There are 206190 letters.
There are 78120 vowels.
There are 128070 consonants.
Vowel to vowel: 11207
Vowel to consonant: 66914
Consonant to vowel: 66913
Consonant to consonant: 61156


## Probability Estimation
Using the observed transition counts, we compute empirical probabilities for each vowel–consonant transition.

In [2]:
vtotal = vv+vc
ctotal = cv+cc
vv_P = vv/vtotal
vc_P = vc/vtotal
cv_P = cv/ctotal
cc_P = cc/ctotal

print("Vowel to vowel probability: " + str(vv_P) + "\nVowel to consonant probability: " + str(vc_P) + "\nConsonant to vowel probability: " + str(cv_P) + "\nConsonant to consonant probability: " + str(cc_P))

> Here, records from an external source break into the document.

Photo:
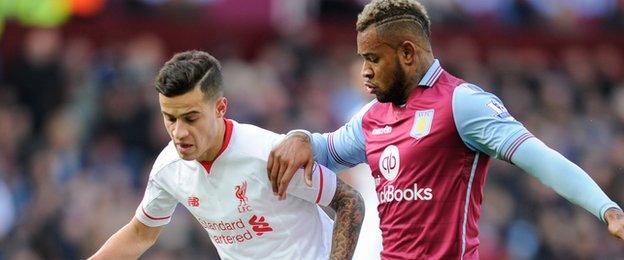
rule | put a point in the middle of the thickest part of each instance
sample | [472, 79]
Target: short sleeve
[323, 185]
[485, 125]
[156, 207]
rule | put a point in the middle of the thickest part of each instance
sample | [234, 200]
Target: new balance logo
[382, 131]
[259, 225]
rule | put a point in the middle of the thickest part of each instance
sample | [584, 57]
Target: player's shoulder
[251, 140]
[469, 101]
[468, 94]
[372, 105]
[167, 158]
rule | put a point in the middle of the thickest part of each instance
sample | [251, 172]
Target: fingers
[308, 172]
[285, 178]
[274, 174]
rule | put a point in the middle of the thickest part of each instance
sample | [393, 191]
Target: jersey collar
[226, 141]
[432, 75]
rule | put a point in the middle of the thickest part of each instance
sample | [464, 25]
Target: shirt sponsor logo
[423, 119]
[236, 231]
[414, 193]
[382, 131]
[499, 110]
[193, 201]
[240, 191]
[389, 162]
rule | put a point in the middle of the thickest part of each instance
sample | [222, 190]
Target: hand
[286, 158]
[615, 220]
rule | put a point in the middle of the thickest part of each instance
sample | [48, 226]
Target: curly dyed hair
[381, 12]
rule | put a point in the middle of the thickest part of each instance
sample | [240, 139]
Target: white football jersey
[233, 200]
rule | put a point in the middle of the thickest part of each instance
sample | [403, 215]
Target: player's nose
[367, 72]
[179, 130]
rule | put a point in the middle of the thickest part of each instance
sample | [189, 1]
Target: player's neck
[212, 152]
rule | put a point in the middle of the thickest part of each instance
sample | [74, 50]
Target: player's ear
[407, 52]
[221, 106]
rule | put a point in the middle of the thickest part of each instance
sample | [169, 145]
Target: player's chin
[188, 155]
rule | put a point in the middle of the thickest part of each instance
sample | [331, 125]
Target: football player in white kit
[216, 168]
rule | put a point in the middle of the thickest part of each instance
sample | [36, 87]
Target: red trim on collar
[226, 141]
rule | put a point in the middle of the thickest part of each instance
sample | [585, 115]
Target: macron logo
[382, 131]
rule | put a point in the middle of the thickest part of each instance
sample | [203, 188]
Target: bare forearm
[349, 207]
[130, 242]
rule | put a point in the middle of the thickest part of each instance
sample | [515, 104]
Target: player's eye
[371, 58]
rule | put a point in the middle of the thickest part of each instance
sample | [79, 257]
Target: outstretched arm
[569, 181]
[130, 242]
[349, 207]
[344, 148]
[485, 125]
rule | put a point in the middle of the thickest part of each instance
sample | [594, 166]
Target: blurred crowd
[80, 128]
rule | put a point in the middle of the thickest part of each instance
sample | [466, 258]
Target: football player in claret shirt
[216, 168]
[428, 139]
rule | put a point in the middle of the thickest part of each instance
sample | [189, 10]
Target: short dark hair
[382, 12]
[186, 70]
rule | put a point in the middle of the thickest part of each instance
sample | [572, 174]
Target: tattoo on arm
[349, 207]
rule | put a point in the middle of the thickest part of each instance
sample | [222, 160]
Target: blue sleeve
[344, 148]
[563, 176]
[484, 124]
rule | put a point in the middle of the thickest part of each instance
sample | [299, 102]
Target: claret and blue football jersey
[429, 159]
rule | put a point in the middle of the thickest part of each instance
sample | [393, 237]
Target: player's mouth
[371, 88]
[184, 148]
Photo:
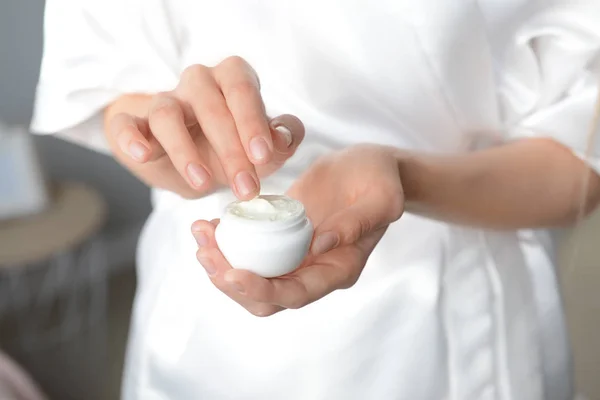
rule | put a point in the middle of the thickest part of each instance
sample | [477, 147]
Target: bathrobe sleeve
[95, 51]
[549, 82]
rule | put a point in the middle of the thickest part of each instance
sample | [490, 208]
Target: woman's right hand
[210, 131]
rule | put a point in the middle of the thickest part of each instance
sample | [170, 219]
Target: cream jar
[269, 235]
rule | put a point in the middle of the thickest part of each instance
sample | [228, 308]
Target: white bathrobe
[440, 311]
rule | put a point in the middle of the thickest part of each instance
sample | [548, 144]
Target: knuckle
[261, 310]
[215, 109]
[232, 159]
[242, 88]
[194, 72]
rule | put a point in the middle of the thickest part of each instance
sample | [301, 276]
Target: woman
[468, 119]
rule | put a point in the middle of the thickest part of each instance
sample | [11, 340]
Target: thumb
[346, 227]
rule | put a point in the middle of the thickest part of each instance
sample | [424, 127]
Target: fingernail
[325, 242]
[245, 184]
[236, 285]
[197, 174]
[285, 133]
[137, 150]
[208, 266]
[259, 149]
[201, 238]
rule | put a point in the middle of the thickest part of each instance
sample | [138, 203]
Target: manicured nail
[259, 149]
[197, 174]
[245, 184]
[201, 238]
[137, 150]
[208, 266]
[325, 242]
[235, 284]
[285, 133]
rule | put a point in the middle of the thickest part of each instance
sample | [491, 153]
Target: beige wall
[580, 277]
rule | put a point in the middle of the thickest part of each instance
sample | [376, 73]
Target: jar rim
[295, 219]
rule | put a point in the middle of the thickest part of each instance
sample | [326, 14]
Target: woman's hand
[351, 197]
[210, 131]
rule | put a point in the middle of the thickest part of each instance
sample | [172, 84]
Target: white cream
[266, 208]
[269, 235]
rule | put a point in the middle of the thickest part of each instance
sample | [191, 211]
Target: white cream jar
[269, 235]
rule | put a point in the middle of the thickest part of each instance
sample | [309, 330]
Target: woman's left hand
[351, 197]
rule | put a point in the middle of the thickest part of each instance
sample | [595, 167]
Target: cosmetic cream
[269, 235]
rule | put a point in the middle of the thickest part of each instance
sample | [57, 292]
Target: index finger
[241, 89]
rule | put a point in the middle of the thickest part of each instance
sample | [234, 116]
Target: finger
[240, 87]
[201, 91]
[215, 265]
[306, 285]
[129, 135]
[288, 132]
[167, 123]
[350, 224]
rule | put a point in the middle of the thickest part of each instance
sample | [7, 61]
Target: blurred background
[75, 348]
[78, 287]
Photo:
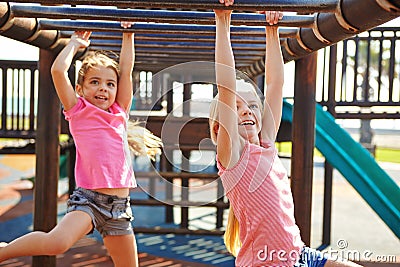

Vowel to vowel probability: 0.14345694499558378
Vowel to consonant probability: 0.8565430550044162
Consonant to vowel probability: 0.5224761651922011
Consonant to consonant probability: 0.4775238348077989


## Markov Chain Simulation
Using these transition probabilities, we construct a first-order Markov chain and generate synthetic letter sequences. We then compare the resulting vowel and consonant frequencies to those observed in the original text.

In [3]:
import random

curr = "v"

markovVowels = 1
markovConsonants = 0

for i in range(vowels + consonants):
    if curr=="v":
        if random.random()<vv_P:
            markovVowels+=1
            curr = "v"
        else:
            markovConsonants+=1
            curr = "c"
    else:
        if random.random()<cv_P:
            markovVowels+=1
            curr = "v"
        else:
            markovConsonants+=1
            curr = "c"

print("There are " + str(vowels) + " vowels and the markov chain predicted " + str(markovVowels))
print("There are " + str(consonants) + " consonants and the markov chain predicted " + str(markovConsonants))

There are 78120 vowels and the markov chain predicted 78239
There are 128070 consonants and the markov chain predicted 127952


## Conclusion
This experiment supports Markov’s result by showing that dependent letter sequences generated by a Markov chain reproduce stable long-run frequency behavior.